The Drive Skill allows your character to operate a vehicle under difficult or dangerous conditions. Characters don’t need this Skill simply to drive a car. It’s safe to assume in a modern society that most individuals are familiar with automobiles and the rules of the road. Rather, this trait covers the training or experience necessary to operate at high speeds, to tackle hazardous road conditions, and to push a vehicle to the limits of its performance. Drive is the difference between a typical suburban parent with a minivan and a police officer, car thief or race car driver. The Skill also applies to piloting and controlling boats; your character’s Drive dots are applied equally to handling boats. In order for your character to be able to pilot a plane, he needs a Pilot Specialty in the Skill. With that, efforts to control a plane call for a Drive-based roll, plus one die for your character’s Pilot Specialty. A character with the Drive Skill who does not possess a Pilot Specialty cannot effectively operate a plane. His efforts to fly are based on Attribute alone, at a -1 untrained penalty.

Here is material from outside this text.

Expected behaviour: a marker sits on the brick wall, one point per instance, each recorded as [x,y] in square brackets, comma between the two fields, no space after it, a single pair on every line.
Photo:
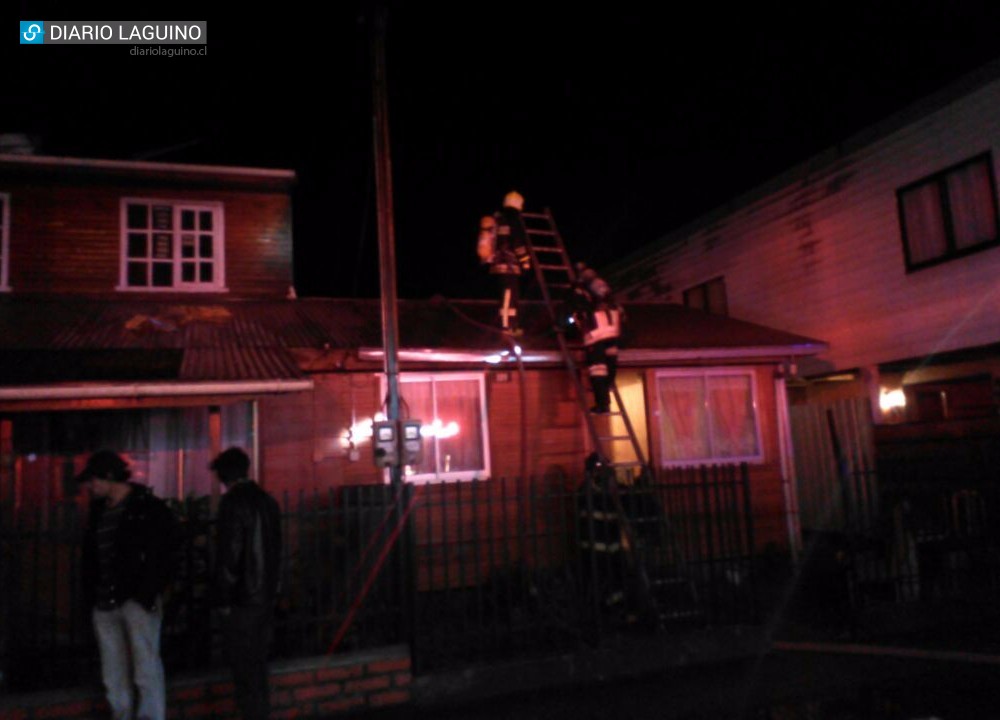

Possessed by: Note that dots in Drive do not apply to manually fixing or building vehicles, only to operating them. Construction and repair is the province of the Crafts Skill.

Specialties: High-Performance Cars, Motorcycles, Off-Road, Pursuit, Shaking Tails, and Stunts.

Dramatic Failure: Your character loses control of the vehicle while attempting a maneuver. If traveling at high speed, a crash occurs, wrecking the vehicle and likely injuring its occupants. If the local terrain presents no convenient obstacles (your character drives on an open a highway or salt flat), the car flips and rolls for some distance until it comes to a stop. If traveling at low speed, the vehicle sideswipes a parked car or tree, or possibly slides off the road and becomes stuck at the Storyteller’s discretion.

Failure: Your character doesn’t complete his intended maneuver. The direction the vehicle travels (if it goes anywhere at all) is determined by the Storyteller rather than by your character.

Success: Your character completes his intended maneuver.

Exceptional Success: Not only does your character complete his intended maneuver, he gains much more ground than expected. Perhaps he swerves around a sharp corner, drops perfectly into a sudden gap in traffic and shoots down the road.